Bike Buyer Guru: Bikes with low mileage are not always a good deal
Craig Langton has quite the CV. Here at The Bike Show we refer to him as King Midas because, as you might’ve guessed, everything he touches turns to gold. Apart from previous businesses that were massively successful under his watch, he is the owner of Fire It Up in Fourways and within a year of opening its doors it has become the biggest selling motorcycle dealer in the country by a long way. Much of this is down to good honest hard work by him and his team, but much of it also has to do with decades of dealing in motorcycles, spotting trends and noticing nuances. Craig will be passing on much of this knowledge to our esteemed readers in his Bike Buyer Guru column that will be posted every Tuesday. Herewith this week’s column:
In these articles I have debated the effect that high mileage has on the value of a motorcycle. With touring motorcycles that predominantly travel long distances, the motorcycle’s components have less wear and tear than a motorcycle that has travelled the same mileage in traffic. The motorcycle that has travelled the same distance in traffic has more brake, clutch, body and engine wear. I would rather take the bike with higher touring mileage but less wear and tear if it was my money.
Taking the above into consideration, are motorcycles with less mileage always worth more? Not always. Another example, I was offered a 2013 BMW R1200GS that had only travelled 500km’s from new. The bike had been purchased, ridden a few times and then parked. A normal reaction would be that a motorcycle that is 5 years old with such low mileage is worth far more than the same motorcycle that has travelled 5000km’s.Not always. If you are considering a motorcycle with extremely low mileage you need to be just as cautious as a motorcycle with higher mileage. As an example:
- The original tyres might need to be replaced immediately if they have expired, despite their appearance of being brand new.
- Check the tank for rust which is common on a bike that has just been parked.
- You will also need to consider that if there are signs of rust in the tank then the fuel pump will need replacing or at the very least cleaning. The injectors will also need specialist cleaning.
- All the fluids will need to be replaced despite the low mileage.
- If there are no service books be cautious as I have noticed an increasing trend where motorcycle mileage is being tampered with as many manufacturers do not have the facility to track or verify mileages.

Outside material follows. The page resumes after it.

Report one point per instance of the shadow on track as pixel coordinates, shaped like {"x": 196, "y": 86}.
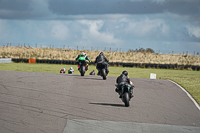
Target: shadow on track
{"x": 109, "y": 104}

- A motorcycle that has been ridden a few hundred kilometres and then parked may not have had an applicable recall applied.
- A motorcycle that has been ridden only a few times and then parked and is now out of warranty, so any latent defects might not have had the chance to make themselves visible.
An important note is that if you are purchasing a motorcycle that has been parked and has not had its annual service, despite its low mileage, it is critical that the engine oil is changed before the bike is ridden home, as the oil is most certainly contaminated and engine wear and damage will most certainly occur. Rather pick it up with a trailer and have it serviced thoroughly.